I have the wrong hash values? C# Cryptography

Question

My text file says The quick brown fox jumps over the lazy dog, however when i try to get the hash from this file both the md5 and sha1 is different from the wikipedias result. I have 3 questions. 1) What did i do wrong in the code? 2) How can i have this piece of code better? (do i need the Initialize) 3) How do i salt this?

    {
        const int bufSize = 1024 * 8;
        int read;
        byte[] buf = new byte[bufSize];
        string fn = @"b.txt";
        byte[] result1 = new byte[0];
        byte[] result2 = new byte[0];
        SHA1 sha = new SHA1CryptoServiceProvider();
        MD5  md5 = new MD5CryptoServiceProvider();
        sha.Initialize();
        md5.Initialize();
        FileStream fin = File.OpenRead(fn);
        while ((read = fin.Read(buf, 0, buf.Length)) != 0)
        {
            result1 = sha.ComputeHash(buf);
            result2 = md5.ComputeHash(buf);
        }
        fin.Close();
        MessageBox.Show(myFunc(result1));
        MessageBox.Show(myFunc(result2));
    }

Answer 1

Regarding different results, it could depend on the character encoding you are using in your text, since these hash algorithms deal with bytes.

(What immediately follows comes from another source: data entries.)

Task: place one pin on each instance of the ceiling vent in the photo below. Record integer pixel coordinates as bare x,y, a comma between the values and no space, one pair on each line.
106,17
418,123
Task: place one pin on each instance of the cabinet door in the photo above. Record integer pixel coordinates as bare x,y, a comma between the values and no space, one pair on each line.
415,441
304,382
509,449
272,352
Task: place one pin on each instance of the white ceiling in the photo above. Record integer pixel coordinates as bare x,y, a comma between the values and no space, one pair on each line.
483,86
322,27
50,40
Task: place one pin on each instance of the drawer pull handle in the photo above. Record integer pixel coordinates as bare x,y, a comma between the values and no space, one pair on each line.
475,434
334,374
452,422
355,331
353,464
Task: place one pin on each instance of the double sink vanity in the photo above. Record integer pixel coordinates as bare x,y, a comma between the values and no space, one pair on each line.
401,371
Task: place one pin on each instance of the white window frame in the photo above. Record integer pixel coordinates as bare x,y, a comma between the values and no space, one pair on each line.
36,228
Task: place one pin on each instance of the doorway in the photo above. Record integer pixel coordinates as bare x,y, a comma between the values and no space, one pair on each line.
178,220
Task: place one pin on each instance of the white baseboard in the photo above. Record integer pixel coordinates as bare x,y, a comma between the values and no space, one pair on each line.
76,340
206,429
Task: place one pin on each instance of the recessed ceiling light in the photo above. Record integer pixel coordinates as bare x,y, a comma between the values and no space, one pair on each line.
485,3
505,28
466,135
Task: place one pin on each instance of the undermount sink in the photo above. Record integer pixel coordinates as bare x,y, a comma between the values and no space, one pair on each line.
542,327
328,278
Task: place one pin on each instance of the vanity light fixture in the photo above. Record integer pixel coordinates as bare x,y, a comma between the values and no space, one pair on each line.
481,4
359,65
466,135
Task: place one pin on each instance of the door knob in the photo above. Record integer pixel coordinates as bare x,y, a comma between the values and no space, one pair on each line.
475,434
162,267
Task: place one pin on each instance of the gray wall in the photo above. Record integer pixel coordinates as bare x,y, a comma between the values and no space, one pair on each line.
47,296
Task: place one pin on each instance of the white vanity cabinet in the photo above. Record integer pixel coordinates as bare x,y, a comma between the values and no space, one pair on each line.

As far as improving your code, you are not disposing of your CryptoServiceProviders. Everything that inherits from HashAlgorithm implements IDisposable and needs to be disposed when you're finished with it, either by using using() or calling Dispose() directly. You're also not disposing of the FileStream, which has the same requirements regarding IDisposable.

Answer 2

(EDIT: Disposing of the hash algorithms now. I suspect it's unnecessary, but it's good practice :)

You're calling ComputeHash for the whole buffer even though you should only be hashing the portion of the buffer you've read. In addition, you're computing a new hash for each call to Read.

Here's some really simple code to compute the hashes:

using System;
using System.IO;
using System.Security.Cryptography;

class Test
{
    static void Main()
    {
        byte[] plaintext = File.ReadAllBytes("b.txt");
        using (MD5 md5 = MD5.Create())
        {
            byte[] md5Hash = md5.ComputeHash(plaintext);
            Console.WriteLine(BitConverter.ToString(md5Hash));
        }

        using (SHA1 sha1 = SHA1.Create())
        {
            byte[] sha1Hash = sha1.ComputeHash(plaintext);
            Console.WriteLine(BitConverter.ToString(sha1Hash));
        }
    }
}

This gives the results as per wikipedia - note that b.txt shouldn't have a newline at the end of it.

An alternative way of getting the binary data to start with would be:

byte[] plaintext = Encoding.ASCII.GetBytes(
    "The quick brown fox jumps over the lazy dog");

Note that this is just the simple way of computing a hash in one go. If you want to do it in a streaming fashion (i.e. where you read some data, add it to the hash, read some more data etc) then either you can use the ComputeHash(Stream) overload or (if you want to "push" data to it) you can use TransformBlock and TransformFinalBlock, like this:

using System.Text;

class Test
{
    static void Main()
    {
        using (MD5 md5 = MD5.Create())
        using (SHA1 sha1 = SHA1.Create())
        using (Stream input = File.OpenRead("b.txt"))
        {
            // Artificially small to make sure there's
            // more than one read
            byte[] buffer = new byte[4];
            int bytesRead;

            while ((bytesRead = input.Read(buffer, 0, buffer.Length)) > 0)
            {
                md5.TransformBlock(buffer, 0, bytesRead, null, 0);
                sha1.TransformBlock(buffer, 0, bytesRead, null, 0);
            }
            md5.TransformFinalBlock(buffer, 0, 0);
            sha1.TransformFinalBlock(buffer, 0, 0);

            Console.WriteLine(BitConverter.ToString(md5.Hash));
            Console.WriteLine(BitConverter.ToString(sha1.Hash));
        }
    }
}

Note the way we pass null to TransformBlock because we don't need any output, and we don't transform any data in the final block. I suspect this is the example you'll want to use, based on your previous comments.